Amid last week’s controversy over AI over regulation, apocalyptic fears, and job turmoil, the clouds parted briefly. For a split second, we can enjoy an AI-generated video of Will Smith eating spaghetti, which is absolutely ridiculous of her.
On Monday, a Reddit user named “chaindrop” shared an AI-generated video on the r/StableDiffusion subreddit.that Posted on other forms of social media and inspired various ruminations in the press. For example, Vice said the video “will haunt you for life” and The AV Club called it “the natural end point of AI development.”
we are in the middle. The 20 second silent video consists of 10 independently generated 2 second segments of his strung together. Each shows a different angle of a simulated Will Smith (at one point, two Will Smiths as well) voraciously devouring spaghetti. Thanks to AI, it is completely computer generated.
And you will see it now:
“Did you see this kind of advanced deepfake technology in 1987?the running manNo, Jesse “The Body” Ventura defeated a fake Arnold Schwarzenegger in a cage match on a dystopian game show set between 2017 and 2019.

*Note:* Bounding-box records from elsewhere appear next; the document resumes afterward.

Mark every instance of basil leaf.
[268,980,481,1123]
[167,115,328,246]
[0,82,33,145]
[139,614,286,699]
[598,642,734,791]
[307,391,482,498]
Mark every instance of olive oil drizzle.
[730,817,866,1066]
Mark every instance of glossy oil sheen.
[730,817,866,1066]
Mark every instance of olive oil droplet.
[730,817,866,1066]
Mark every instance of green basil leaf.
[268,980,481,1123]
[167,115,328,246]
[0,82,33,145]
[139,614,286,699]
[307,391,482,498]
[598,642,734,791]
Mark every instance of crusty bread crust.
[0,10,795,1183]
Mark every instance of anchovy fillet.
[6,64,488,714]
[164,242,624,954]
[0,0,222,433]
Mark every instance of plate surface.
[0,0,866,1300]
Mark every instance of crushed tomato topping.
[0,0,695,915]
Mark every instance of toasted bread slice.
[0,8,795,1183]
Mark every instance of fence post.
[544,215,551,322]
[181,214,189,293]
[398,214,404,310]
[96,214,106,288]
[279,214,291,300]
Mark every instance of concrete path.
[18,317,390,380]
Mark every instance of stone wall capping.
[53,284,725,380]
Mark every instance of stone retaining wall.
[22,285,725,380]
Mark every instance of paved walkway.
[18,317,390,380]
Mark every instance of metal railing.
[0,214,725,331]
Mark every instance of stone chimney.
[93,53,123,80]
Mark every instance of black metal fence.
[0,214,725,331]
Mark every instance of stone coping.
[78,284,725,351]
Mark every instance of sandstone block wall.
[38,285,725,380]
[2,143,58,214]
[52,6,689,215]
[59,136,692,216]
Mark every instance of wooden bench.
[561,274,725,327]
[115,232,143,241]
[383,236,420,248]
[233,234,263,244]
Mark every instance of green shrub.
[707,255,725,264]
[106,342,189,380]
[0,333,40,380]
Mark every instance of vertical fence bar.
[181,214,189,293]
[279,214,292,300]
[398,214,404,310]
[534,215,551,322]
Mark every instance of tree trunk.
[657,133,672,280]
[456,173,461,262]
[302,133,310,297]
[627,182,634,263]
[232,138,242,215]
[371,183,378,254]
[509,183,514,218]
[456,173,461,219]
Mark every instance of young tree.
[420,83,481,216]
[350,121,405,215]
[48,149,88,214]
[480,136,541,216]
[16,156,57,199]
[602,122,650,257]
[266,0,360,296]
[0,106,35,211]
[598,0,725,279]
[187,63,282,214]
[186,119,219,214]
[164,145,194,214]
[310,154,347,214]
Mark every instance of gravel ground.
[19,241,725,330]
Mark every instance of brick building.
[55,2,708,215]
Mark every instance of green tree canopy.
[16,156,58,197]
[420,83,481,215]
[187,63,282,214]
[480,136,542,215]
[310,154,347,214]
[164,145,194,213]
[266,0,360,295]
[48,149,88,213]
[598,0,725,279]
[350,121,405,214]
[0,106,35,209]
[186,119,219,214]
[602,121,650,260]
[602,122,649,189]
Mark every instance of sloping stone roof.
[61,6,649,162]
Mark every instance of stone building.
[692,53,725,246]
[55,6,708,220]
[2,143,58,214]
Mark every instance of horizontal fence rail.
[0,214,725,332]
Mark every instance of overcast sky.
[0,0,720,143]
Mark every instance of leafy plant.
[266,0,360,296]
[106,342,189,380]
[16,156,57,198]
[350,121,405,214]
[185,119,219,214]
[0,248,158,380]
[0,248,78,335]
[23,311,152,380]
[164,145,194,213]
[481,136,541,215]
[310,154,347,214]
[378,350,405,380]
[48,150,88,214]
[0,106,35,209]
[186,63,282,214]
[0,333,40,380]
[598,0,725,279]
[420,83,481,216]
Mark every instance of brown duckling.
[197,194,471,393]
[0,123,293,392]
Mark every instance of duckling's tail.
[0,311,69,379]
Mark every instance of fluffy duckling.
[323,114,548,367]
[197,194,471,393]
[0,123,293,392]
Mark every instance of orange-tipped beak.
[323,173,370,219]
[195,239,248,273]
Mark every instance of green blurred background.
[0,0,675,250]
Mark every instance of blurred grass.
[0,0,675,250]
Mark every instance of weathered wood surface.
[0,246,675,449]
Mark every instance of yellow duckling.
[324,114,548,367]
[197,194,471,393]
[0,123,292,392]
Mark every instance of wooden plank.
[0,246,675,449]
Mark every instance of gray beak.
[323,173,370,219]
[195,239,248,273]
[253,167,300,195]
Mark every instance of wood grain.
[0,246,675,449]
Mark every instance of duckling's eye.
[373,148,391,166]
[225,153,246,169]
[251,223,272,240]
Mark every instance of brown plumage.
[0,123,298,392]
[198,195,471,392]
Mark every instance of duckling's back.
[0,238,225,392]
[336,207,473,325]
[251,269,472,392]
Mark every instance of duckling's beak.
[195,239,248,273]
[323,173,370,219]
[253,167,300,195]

This feat is made possible by a new open-source AI tool called ModelScope, released a few weeks ago by the DAMO Vision Intelligence Lab, the research arm of Alibaba. ModelScope is a ‘text2video’ diffusion model trained to create new videos from prompts by analyzing millions of images and thousands of videos scraped to LAION5B, ImageNet, and Webvid datasets. This includes videos from his Shutterstock, so you’ll see a ghostly “Shutterstock” watermark on the output.
AI community HuggingFace currently hosts an online demo of ModelScope, but it requires an account and you have to pay for compute time to run it. We tried to use it, but it was overloaded, probably due to Smith’s spaghetti mania.
According to chaindrop, the workflow for creating the video was very simple. Give ModelScope a prompt “Will Smith is eating spaghetti” and generate it at 24 frames per second (FPS). Chaindrop then used the Flowframes interpolation tool where he increased the FPS from 24 to 48, then halved the speed to make the video smoother.
Of course, ModelScope isn’t the only game on the emerging field of Text2Video. Recently, Runway debuted “Gen-2”. We previously covered an early text2video research project by Meta and Google.
Ever since Will Smith eating spaghetti became a viral hit, the internet has been graced with follow-ups like: Joe Biden eating spaghetti. There’s also Smith eating meatballs, which is probably actually a really horrifying video.
Of course, if the output of these text2video tools becomes too realistic, there will be other issues to deal with. Perhaps a deep social and cultural issue. But for now, let’s enjoy ModelScope’s imperfect and terrifying glory. We apologize in advance.